Based on the present calculations, we assign a bandhead spin of K^π= 3/2^– to the three-quasineutron 3/2[521]_ν↑$\otimes$1/2[660]_ν↑$\otimes $1/2[660]_ν↓ rotational band under discussion. Additionally, we predict the location of 13 lower-lying members (I^π=3/2^– to 23/2^–, 27/2^–, and 31/2^–) of this band, which will be useful for future experimental investigations. In Fig. 5(a,b), we also present the variation of amplitude of the mixed wave functions ($ {\left| \psi \right|^2} $), with spin of the bands interacting strongly through Coriolis and particle-particle couplings.

Figure 5.  (color online) (a): Variation of amplitude ($ {\left| \psi \right|^2} $) of mixed wave functions with spin of the strongly interacting rotational bands participating in the basis space. (b): Same as (a) but for another set of rotational bands contributing substantially in the band under discussion, where B: 3/2[521], C: 1/2[660], and D: 3/2[651] represent quasineutron states.

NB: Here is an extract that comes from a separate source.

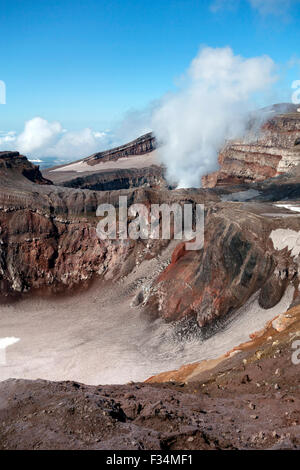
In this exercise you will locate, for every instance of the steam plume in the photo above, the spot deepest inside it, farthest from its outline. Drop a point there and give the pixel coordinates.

Three quasiparticle plus rotor model calculations were performed for the theoretical explanation of observed signature splitting in the three-quasineutron 3/2[521]_ν$\otimes $1/2[660]_ν$\otimes $1/2[660]_ν rotational band of ¹⁵⁵Dy. The experimentally deduced level energies as well as the magnitude of observed signature splitting in the spin range of I^π=25/2^– $\hbar $ to 71/2^– $\hbar $ was successfully reproduced with reasonable RMS deviations of 68.13 keV and 0.58 keV, respectively. The bands contributing substantially to the above staggering were K^π=7/2^–: 5/2[512]_ν↑$\otimes $3/2[651]_ν↑$\otimes $1/2[660]_ν↓, K^π=5/2^–: 5/2[512]_ν↑$\otimes $3/2[651]_ν↑$\otimes $3/2[651]_ν↓, K^π=1/2^–: 3/2[521]_ν↑$\otimes $1/2[660]_ν↑$\otimes $3/2[651]_ν↓, K^π=1/2^–: 3/2[521]_ν↓$\otimes $1/2[660]_ν↑$\otimes $3/2[651]_ν↑, K^π=5/2^–: 3/2[521]_ν↑$\otimes $3/2[651]_ν↑$\otimes $1/2[660]_ν↓, and K^π=3/2^–: 3/2[521]_ν↑$\otimes $3/2[651]_ν↑$\otimes $3/2[651]_ν↓, which interact strongly through Coriolis (ΔK=0) and particle-particle couplings (ΔK=1). The amplitude ($ {\left| \psi \right|^2} $) of the mixed wavefunctions of the strongly interacting bands also exhibits a staggering pattern, which is an unusual feature. The observed signature splitting was also well-reproduced by the superposition of energy staggering calculated for the strongly interacting bands, which further strengthened the validity of our calculations. Based on the present calculations, we assigned the bandhead spin K^π=3/2^–: 3/2[521]_ν↑$\otimes $1/2[660]_ν↑$\otimes $1/2[660]_ν↓ to the band under discussion. We also predicted the locations of 13 lower-lying members corresponding to spin I^π=3/2^– to 23/2^–, 27/2^–, and 31/2^– of the band under discussion, which will be useful for future experimental investigations.